If to Borrowers: | Maguire Partners - 555 W. Fifth, LLC and Maguire Partners - 350 S. Figueroa, LLC 1733 Ocean Avenue, 4th Floor Santa Monica, California 90401 Attention: Robert F. Maguire III and Paul S. Rutter, Esq. Facsimile No.: (213) 687-4758 |
With a copy to: | Cox, Castle & Nicholson LLP Los Angeles, California 90067 Attention: Douglas P. Snyder, Esq. Facsimile No.: (310) 277-7889 |
A notice shall be deemed to have been given: in the case of hand delivery or delivery by a reputable overnight courier, at the time of delivery; in the case of registered or certified mail, when delivered or the first attempted delivery on a Business Day; or in the case of expedited prepaid delivery and telecopy, upon the first attempted delivery on a Business Day; or in the case of telecopy, upon sender’s receipt of a machine-generated confirmation of successful transmission after advice by telephone to recipient that a telecopy notice is forthcoming.

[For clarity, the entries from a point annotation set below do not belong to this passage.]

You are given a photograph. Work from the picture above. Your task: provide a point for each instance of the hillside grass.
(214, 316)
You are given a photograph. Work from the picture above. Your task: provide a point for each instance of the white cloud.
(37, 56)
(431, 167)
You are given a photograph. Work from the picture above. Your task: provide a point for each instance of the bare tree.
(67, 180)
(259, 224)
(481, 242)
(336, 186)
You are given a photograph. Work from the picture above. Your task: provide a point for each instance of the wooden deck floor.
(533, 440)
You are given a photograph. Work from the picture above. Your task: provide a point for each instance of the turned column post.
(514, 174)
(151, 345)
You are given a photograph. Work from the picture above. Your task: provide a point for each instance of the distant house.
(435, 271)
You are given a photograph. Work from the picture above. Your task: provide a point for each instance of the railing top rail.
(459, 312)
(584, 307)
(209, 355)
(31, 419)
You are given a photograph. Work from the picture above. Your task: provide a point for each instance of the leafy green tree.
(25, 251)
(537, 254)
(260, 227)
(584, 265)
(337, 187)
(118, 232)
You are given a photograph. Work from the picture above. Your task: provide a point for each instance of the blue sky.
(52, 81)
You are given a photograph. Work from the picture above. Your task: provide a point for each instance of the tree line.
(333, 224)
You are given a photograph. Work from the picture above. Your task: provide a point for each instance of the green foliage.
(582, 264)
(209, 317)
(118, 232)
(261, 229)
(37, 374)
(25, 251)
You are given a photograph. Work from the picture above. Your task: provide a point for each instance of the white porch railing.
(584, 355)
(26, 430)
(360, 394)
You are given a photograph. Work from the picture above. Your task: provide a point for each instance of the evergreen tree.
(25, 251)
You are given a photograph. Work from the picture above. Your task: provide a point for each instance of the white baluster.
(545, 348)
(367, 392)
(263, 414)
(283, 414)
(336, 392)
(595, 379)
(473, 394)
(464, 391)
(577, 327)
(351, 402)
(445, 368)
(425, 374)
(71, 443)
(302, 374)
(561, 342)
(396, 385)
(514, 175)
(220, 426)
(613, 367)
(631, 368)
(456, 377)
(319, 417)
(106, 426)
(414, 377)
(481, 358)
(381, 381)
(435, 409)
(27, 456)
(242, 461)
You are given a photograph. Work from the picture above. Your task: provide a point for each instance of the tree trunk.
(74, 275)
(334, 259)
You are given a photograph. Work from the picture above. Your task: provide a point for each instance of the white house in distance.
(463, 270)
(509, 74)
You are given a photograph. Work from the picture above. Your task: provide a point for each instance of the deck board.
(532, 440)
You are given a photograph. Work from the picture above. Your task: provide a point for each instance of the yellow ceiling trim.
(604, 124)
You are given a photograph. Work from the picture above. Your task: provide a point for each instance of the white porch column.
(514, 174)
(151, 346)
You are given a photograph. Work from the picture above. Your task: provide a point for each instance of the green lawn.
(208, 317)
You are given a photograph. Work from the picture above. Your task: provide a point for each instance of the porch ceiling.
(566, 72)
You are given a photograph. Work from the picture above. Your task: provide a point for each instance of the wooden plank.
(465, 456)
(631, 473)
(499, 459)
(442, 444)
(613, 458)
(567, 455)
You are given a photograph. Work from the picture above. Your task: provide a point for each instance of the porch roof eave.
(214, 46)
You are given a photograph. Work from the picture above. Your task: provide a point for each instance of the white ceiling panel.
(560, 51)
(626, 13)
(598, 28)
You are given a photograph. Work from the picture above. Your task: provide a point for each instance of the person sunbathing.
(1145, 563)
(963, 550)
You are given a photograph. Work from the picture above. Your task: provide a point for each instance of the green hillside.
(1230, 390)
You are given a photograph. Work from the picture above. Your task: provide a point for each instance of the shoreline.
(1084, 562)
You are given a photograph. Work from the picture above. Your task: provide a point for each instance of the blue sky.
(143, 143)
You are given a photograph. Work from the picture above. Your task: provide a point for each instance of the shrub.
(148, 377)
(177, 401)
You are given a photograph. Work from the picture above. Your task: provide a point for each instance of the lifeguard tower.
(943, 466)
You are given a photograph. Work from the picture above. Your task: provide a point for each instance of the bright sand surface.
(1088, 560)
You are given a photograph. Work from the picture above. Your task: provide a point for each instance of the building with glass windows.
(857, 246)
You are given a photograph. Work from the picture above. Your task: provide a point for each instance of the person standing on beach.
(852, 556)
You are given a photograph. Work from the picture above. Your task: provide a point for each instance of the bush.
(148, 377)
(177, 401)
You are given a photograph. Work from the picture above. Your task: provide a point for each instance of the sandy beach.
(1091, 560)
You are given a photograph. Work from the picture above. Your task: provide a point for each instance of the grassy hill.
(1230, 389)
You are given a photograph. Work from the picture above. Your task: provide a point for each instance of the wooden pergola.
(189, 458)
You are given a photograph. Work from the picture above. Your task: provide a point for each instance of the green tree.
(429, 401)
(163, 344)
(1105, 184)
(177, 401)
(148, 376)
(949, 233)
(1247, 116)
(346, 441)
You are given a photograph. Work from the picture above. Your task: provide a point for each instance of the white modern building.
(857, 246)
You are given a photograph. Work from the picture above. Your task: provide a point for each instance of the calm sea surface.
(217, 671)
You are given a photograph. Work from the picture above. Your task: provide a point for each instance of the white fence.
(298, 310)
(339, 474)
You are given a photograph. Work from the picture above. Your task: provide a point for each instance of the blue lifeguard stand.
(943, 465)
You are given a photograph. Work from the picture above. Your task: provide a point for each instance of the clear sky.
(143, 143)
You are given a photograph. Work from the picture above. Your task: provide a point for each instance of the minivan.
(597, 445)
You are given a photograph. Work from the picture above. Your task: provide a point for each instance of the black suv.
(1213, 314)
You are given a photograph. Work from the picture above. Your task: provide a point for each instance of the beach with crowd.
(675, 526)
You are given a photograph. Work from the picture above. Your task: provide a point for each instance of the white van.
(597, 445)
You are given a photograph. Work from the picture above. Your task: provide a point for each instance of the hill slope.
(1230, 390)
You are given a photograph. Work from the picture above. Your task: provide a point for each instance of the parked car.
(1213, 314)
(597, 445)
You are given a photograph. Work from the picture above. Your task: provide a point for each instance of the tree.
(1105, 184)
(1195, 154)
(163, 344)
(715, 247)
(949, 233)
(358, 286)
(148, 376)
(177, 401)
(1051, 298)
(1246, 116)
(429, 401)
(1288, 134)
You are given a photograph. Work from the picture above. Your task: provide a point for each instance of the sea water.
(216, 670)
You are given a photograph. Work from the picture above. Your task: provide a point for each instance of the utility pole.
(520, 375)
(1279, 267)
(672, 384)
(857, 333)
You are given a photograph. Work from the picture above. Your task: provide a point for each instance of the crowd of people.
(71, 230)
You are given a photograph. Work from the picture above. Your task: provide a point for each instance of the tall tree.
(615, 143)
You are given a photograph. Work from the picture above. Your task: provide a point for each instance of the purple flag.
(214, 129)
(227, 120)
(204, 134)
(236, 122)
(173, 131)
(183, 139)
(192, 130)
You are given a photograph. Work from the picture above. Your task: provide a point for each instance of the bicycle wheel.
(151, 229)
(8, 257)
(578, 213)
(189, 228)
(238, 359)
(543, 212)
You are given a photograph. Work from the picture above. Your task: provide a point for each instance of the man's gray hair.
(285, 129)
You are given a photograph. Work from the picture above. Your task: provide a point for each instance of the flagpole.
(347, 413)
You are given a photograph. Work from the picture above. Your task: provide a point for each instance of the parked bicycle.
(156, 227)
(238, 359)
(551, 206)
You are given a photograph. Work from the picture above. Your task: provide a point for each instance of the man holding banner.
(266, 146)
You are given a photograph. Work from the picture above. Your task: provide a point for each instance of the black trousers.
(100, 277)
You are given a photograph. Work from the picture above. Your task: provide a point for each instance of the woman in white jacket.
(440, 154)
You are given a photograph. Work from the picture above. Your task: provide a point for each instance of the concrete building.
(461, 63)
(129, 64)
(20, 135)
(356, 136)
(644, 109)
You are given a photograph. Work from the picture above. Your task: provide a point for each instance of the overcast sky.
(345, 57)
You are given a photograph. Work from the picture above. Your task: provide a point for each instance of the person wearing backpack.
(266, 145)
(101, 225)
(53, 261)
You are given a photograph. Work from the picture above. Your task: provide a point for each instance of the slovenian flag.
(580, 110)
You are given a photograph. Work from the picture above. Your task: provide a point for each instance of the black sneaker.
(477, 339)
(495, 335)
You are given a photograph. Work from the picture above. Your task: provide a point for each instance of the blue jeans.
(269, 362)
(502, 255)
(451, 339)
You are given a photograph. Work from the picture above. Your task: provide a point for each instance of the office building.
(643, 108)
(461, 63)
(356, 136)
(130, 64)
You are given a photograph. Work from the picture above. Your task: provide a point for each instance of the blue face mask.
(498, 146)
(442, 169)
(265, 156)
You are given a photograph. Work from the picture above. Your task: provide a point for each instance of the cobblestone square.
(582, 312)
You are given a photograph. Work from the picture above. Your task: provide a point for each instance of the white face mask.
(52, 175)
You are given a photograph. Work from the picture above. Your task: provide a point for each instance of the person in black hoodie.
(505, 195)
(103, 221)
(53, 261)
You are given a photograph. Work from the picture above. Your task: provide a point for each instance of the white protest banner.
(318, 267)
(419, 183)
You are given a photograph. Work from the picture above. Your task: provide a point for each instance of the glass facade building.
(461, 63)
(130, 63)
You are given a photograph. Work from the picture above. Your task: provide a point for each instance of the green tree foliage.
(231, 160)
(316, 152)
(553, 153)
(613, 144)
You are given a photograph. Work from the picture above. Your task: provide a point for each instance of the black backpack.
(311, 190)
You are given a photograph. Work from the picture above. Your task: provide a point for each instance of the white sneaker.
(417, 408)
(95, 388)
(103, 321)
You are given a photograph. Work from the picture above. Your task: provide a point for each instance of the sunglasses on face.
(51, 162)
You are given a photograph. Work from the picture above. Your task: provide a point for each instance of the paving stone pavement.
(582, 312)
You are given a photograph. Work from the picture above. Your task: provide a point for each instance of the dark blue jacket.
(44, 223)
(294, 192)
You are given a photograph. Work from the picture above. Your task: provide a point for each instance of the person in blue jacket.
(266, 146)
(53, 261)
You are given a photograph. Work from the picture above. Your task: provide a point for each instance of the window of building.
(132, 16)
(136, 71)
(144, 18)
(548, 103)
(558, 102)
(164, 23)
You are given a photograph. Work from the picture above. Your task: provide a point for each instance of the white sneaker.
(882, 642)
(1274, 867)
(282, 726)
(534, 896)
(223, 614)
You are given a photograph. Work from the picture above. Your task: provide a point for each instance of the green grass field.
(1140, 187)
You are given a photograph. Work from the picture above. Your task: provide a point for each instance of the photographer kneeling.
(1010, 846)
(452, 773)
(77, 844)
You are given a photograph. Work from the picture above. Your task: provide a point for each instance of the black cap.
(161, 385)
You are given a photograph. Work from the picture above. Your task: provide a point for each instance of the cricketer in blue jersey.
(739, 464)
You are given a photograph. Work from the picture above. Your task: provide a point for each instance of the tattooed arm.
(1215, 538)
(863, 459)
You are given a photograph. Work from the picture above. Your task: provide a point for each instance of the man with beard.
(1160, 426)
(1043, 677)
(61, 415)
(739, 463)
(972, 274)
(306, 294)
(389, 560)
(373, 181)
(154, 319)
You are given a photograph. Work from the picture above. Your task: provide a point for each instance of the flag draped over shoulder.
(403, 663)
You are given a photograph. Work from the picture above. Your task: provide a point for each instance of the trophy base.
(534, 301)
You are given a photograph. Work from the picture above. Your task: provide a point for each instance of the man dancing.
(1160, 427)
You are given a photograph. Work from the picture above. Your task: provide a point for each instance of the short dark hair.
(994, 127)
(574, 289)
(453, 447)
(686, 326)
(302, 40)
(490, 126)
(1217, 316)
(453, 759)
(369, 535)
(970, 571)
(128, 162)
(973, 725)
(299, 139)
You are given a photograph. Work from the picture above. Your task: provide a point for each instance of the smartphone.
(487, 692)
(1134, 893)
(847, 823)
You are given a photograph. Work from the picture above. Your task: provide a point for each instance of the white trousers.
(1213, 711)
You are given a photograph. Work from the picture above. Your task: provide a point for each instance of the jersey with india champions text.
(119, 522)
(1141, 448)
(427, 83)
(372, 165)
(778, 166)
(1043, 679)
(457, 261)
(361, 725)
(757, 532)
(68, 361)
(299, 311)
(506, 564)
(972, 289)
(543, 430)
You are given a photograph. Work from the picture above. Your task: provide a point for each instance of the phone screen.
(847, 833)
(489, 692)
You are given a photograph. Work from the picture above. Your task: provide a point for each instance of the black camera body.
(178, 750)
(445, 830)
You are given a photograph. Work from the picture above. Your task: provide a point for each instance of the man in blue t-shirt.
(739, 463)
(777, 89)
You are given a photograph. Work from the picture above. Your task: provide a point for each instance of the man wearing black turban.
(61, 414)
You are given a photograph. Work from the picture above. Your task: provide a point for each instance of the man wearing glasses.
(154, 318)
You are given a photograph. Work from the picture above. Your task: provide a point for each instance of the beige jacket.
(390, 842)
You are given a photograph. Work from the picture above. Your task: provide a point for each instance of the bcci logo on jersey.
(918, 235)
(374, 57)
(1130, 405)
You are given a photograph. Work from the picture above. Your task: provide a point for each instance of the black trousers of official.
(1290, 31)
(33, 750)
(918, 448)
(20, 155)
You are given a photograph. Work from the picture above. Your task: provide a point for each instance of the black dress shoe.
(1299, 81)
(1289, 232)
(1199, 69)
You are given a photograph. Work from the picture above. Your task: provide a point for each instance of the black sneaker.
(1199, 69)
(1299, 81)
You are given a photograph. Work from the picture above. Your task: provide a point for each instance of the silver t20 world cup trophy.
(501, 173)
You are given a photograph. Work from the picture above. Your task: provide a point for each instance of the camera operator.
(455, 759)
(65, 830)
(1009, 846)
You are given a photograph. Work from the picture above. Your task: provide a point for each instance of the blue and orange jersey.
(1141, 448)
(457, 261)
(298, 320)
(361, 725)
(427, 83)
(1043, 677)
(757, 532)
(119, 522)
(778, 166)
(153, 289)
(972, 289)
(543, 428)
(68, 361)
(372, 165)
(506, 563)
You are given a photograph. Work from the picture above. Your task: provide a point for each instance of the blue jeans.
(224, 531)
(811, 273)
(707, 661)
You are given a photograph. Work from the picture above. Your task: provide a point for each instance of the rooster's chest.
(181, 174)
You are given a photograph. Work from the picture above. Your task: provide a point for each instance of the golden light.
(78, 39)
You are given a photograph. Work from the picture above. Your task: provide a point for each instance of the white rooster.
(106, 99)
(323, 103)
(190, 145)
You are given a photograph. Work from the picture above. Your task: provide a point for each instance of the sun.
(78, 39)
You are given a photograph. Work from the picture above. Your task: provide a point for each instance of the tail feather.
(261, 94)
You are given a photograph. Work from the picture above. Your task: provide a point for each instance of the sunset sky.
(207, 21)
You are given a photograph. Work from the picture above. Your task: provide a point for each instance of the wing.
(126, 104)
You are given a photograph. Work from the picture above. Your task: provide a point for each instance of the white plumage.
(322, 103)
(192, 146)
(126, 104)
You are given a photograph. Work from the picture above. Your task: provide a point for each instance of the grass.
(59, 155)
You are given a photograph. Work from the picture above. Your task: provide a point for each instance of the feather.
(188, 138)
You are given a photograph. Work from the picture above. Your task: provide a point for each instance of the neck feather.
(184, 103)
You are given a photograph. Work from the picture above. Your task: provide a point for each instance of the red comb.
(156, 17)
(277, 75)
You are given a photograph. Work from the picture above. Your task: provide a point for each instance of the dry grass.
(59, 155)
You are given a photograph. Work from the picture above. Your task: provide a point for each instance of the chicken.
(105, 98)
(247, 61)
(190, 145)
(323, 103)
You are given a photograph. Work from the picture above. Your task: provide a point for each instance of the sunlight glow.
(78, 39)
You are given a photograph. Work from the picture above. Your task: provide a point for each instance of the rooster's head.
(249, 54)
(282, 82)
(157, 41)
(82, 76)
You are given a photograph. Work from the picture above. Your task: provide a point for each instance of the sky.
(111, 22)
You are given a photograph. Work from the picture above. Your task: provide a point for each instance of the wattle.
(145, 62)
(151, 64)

Section 10.7 Trial by Jury. TO THE EXTENT PERMITTED BY APPLICABLE LAW, BORROWERS AND LENDER HEREBY AGREE NOT TO ELECT A TRIAL BY JURY OF ANY ISSUE TRIABLE OF RIGHT BY JURY, AND WAIVE ANY RIGHT TO TRIAL BY JURY FULLY TO THE EXTENT THAT ANY SUCH RIGHT SHALL NOW OR HEREAFTER EXIST WITH REGARD TO THE LOAN DOCUMENTS, OR ANY CLAIM, COUNTERCLAIM OR OTHER ACTION ARISING IN CONNECTION THEREWITH. THIS WAIVER OF RIGHT TO TRIAL BY JURY IS GIVEN KNOWINGLY AND VOLUNTARILY BY BORROWERS AND LENDER, AND IS INTENDED TO ENCOMPASS INDIVIDUALLY EACH INSTANCE AND EACH ISSUE AS TO WHICH THE RIGHT TO A TRIAL BY JURY WOULD OTHERWISE ACCRUE. ANY PARTY HERETO IS HEREBY AUTHORIZED TO FILE A COPY OF THIS PARAGRAPH IN ANY PROCEEDING AS CONCLUSIVE EVIDENCE OF THIS WAIVER BY THE OTHER PARTY.
Section 10.8 Headings. The Article and/or Section headings and the Table of Contents in this Agreement are included herein for convenience of reference only and shall not constitute a part of this Agreement for any other purpose.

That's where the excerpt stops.